Taking all the above into consideration, all patients enrolled into our study group underwent surface endoanal EMG. The reliability of this noninvasive method of innervation assessment has been recently proved in several clinical and experimental studies [3035]. The pelvic floor innervation of all the patients enrolled in our study was preserved, although to various degrees. The retrospective analysis of our data showed that the patients who had a weak response to the treatment or reported deterioration of initial positive effects had in fact low amplitude of motor units’ action potentials in initial examination, although the group was too small to show strong statistical correlation.

There are several limitations to our study. A small group of subjects is an obvious drawback. Moreover, there was no control group, because the limited number of patients who agreed to participate in the study made it impossible to perform a proper randomized controlled trial.

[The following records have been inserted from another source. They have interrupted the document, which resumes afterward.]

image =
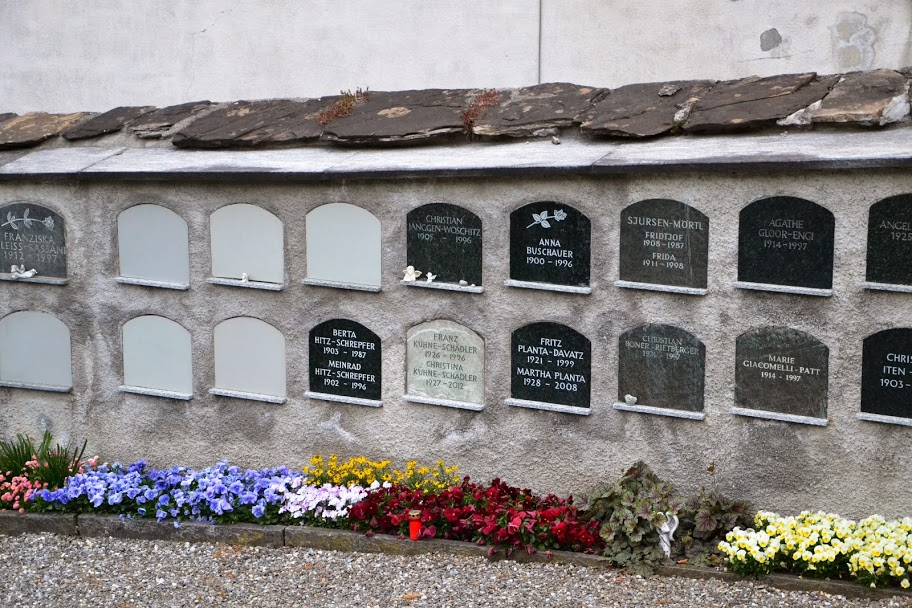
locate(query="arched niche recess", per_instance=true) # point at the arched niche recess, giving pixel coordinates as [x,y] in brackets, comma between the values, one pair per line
[343,247]
[248,247]
[249,360]
[35,352]
[153,247]
[157,357]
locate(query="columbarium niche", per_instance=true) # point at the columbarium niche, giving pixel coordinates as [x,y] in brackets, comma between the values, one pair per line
[550,248]
[153,247]
[550,369]
[248,248]
[249,360]
[785,244]
[343,248]
[157,358]
[32,244]
[35,352]
[781,374]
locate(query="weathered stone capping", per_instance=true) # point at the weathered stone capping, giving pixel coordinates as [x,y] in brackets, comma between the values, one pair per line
[253,535]
[870,99]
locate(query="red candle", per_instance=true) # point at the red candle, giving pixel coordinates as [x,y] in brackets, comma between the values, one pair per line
[414,524]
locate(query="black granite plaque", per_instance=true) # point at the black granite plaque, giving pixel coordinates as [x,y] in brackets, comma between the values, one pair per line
[551,363]
[32,238]
[890,241]
[549,243]
[886,373]
[661,366]
[782,370]
[786,241]
[664,242]
[345,360]
[444,240]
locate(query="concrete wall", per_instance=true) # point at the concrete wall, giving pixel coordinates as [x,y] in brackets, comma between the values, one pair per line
[71,55]
[850,466]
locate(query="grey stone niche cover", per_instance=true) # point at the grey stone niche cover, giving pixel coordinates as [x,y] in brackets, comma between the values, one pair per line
[886,377]
[786,244]
[32,238]
[781,374]
[550,368]
[443,241]
[345,363]
[661,370]
[664,243]
[890,244]
[550,247]
[445,365]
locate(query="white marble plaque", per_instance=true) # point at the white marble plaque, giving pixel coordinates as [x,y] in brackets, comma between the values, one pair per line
[445,362]
[247,241]
[35,352]
[158,358]
[343,247]
[249,360]
[152,244]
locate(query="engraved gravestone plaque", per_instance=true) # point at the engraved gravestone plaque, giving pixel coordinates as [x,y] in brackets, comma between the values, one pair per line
[32,238]
[890,241]
[549,244]
[782,371]
[345,360]
[551,364]
[661,366]
[445,361]
[886,373]
[786,241]
[445,241]
[664,242]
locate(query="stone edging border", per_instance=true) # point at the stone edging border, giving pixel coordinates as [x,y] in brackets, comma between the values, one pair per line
[255,535]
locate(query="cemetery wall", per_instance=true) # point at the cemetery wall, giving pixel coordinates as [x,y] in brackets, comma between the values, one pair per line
[68,55]
[849,465]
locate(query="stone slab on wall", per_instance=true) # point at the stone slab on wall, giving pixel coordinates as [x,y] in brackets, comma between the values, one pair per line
[850,466]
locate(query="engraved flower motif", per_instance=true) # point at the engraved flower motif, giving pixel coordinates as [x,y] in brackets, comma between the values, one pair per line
[410,274]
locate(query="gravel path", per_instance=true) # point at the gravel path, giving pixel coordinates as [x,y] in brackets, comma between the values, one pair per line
[60,571]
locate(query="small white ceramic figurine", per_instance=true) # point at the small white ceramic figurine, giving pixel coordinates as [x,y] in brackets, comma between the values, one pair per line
[666,533]
[410,274]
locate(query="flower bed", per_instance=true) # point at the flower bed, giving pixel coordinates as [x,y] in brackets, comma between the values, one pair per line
[872,551]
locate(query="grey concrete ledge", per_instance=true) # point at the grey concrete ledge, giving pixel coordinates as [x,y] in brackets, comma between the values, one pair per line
[861,149]
[224,392]
[659,411]
[459,405]
[5,276]
[246,284]
[887,287]
[251,535]
[744,411]
[447,286]
[548,286]
[341,285]
[343,399]
[883,419]
[690,291]
[13,523]
[151,283]
[36,387]
[551,407]
[154,392]
[801,291]
[87,525]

On the other hand, valuable result of this study was the EMG evidence of motor units’ action potentials gradually appearing in regions previously lacking of conductive and contractile capabilities, which may be a “proof of concept” that implanted myoblasts not only differentiated into myocytes, but were able to “plug-in” to existing motor units, with the result that individual motor neurons had more muscle tissue at their disposal.

Conclusions

Implantation of autologous myoblasts gives good short-term results not only in a subjective assessment, but also in objective functional tests. Proper innervation of the EAS seems to be a crucial factor influencing final results. This promising technology can give a chance to improve the quality of life of patients with fecal incontinence, but it requires further study to achieve better and more persistent results, preferably in a controlled trial on larger groups of patients.